One message the Enquirer includes in its report, a snapshot of which is published online and the rest in its current printed issue, has Bezos saying, ““I love you, alive girl. I will show you with my body, and my lips and my eyes, very soon.”
Sanchez, 49, is the wife of Hollywood talent agent Patrick Whitesell. She and Whitesell, who owned a home in Seattle and have socialized with the Bezoses in the past, are also divorcing, according to several outlets including People.com.
Also a helicopter pilot with her own aerial production firm, Sanchez was hired to shoot aerial shots for Blue Origin, a private space company Bezos founded in 2000, the New York Post reported. Bezos’ wife, MacKenzie, knew the two were dating, the Post reported, citing an unnamed person close to Bezos.

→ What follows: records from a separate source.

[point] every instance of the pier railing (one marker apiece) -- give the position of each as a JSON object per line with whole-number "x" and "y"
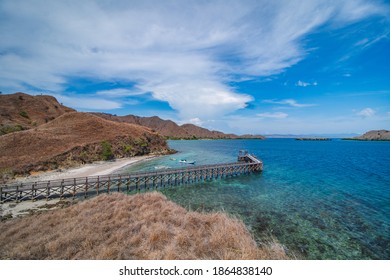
{"x": 130, "y": 182}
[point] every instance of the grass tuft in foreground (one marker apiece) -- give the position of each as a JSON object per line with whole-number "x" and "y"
{"x": 118, "y": 226}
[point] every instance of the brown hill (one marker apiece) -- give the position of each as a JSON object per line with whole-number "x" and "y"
{"x": 75, "y": 138}
{"x": 375, "y": 135}
{"x": 20, "y": 111}
{"x": 118, "y": 226}
{"x": 171, "y": 130}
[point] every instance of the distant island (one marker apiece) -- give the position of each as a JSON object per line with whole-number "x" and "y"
{"x": 313, "y": 139}
{"x": 37, "y": 133}
{"x": 372, "y": 135}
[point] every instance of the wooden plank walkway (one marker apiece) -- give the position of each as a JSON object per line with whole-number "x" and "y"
{"x": 131, "y": 182}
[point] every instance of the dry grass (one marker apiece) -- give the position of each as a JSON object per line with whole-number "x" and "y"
{"x": 71, "y": 139}
{"x": 117, "y": 226}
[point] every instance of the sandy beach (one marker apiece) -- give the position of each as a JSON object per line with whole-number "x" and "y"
{"x": 93, "y": 169}
{"x": 97, "y": 168}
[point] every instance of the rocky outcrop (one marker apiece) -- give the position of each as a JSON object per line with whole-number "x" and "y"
{"x": 374, "y": 135}
{"x": 72, "y": 139}
{"x": 20, "y": 111}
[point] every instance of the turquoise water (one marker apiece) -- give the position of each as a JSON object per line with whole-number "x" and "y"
{"x": 321, "y": 199}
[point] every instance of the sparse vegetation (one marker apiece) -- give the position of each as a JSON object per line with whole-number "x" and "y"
{"x": 24, "y": 114}
{"x": 10, "y": 128}
{"x": 107, "y": 151}
{"x": 118, "y": 226}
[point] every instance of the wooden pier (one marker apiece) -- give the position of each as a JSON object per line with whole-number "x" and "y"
{"x": 131, "y": 182}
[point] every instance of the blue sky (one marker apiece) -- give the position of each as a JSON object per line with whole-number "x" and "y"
{"x": 260, "y": 67}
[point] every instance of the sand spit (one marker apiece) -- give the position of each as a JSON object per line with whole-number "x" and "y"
{"x": 93, "y": 169}
{"x": 13, "y": 209}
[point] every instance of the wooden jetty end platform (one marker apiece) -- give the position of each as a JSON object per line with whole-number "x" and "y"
{"x": 130, "y": 182}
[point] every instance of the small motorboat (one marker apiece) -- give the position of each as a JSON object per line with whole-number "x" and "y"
{"x": 186, "y": 161}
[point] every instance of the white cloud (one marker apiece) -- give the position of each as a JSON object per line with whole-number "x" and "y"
{"x": 289, "y": 102}
{"x": 275, "y": 115}
{"x": 120, "y": 92}
{"x": 366, "y": 113}
{"x": 305, "y": 84}
{"x": 175, "y": 50}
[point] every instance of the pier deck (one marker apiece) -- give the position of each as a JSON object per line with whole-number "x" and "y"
{"x": 130, "y": 182}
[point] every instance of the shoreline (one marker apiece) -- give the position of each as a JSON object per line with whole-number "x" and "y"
{"x": 12, "y": 209}
{"x": 87, "y": 170}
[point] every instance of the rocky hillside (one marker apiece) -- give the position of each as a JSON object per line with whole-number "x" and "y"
{"x": 75, "y": 138}
{"x": 375, "y": 135}
{"x": 20, "y": 111}
{"x": 171, "y": 130}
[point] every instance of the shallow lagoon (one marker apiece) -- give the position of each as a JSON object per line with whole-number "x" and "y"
{"x": 321, "y": 199}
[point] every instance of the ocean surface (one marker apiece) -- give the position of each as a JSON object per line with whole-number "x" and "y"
{"x": 320, "y": 199}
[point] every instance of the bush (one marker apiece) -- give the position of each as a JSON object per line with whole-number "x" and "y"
{"x": 24, "y": 114}
{"x": 107, "y": 153}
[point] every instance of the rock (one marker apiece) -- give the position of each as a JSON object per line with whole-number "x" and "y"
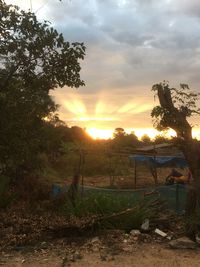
{"x": 95, "y": 240}
{"x": 135, "y": 232}
{"x": 182, "y": 243}
{"x": 160, "y": 233}
{"x": 145, "y": 225}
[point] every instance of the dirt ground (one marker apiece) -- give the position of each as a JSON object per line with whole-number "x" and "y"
{"x": 140, "y": 255}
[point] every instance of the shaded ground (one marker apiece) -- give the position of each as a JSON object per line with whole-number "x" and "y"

Bezos, who also owns The Washington Post, told the Enquirer through an attorney that he “supports journalistic efforts and does not intend to discourage reporting about him.”
Drew Herdener, vice president of global corporate and operations communications for Amazon, told USA TODAY: “Jeff remains focused and engaged on all things Amazon.”
Still, it remains possible that publicity surround the breakup could potentially affect what appeared to be an amicable divorce, based on the public statement about their plans posted Wednesday on Twitter.
Since Bezos is the world’s richest person, worth an estimated value of $137 billion, the divorce settlement has the potential to be the largest ever and, should it grow contentious, could lead to additional laundry airing and asset forfeiture.
“Any human being, when they see negative press about themselves or their family it’s going to, or could, bring up resentment or anger, which may make an amicable relationship not so amicable any more,” Warsh said.
And the blowback could go beyond the Bezos’ divorce to the Amazon boardroom. “It ultimately could lead to discord within the company,” said Juda Engelmayer, a crisis management expert and president of New York public relations firm HeraldPR. If Bezos is not, “focusing on the business then you are not good for the shareholders And if he is doing things that are taking his mind off of that, he can end up getting himself into a bit more trouble.”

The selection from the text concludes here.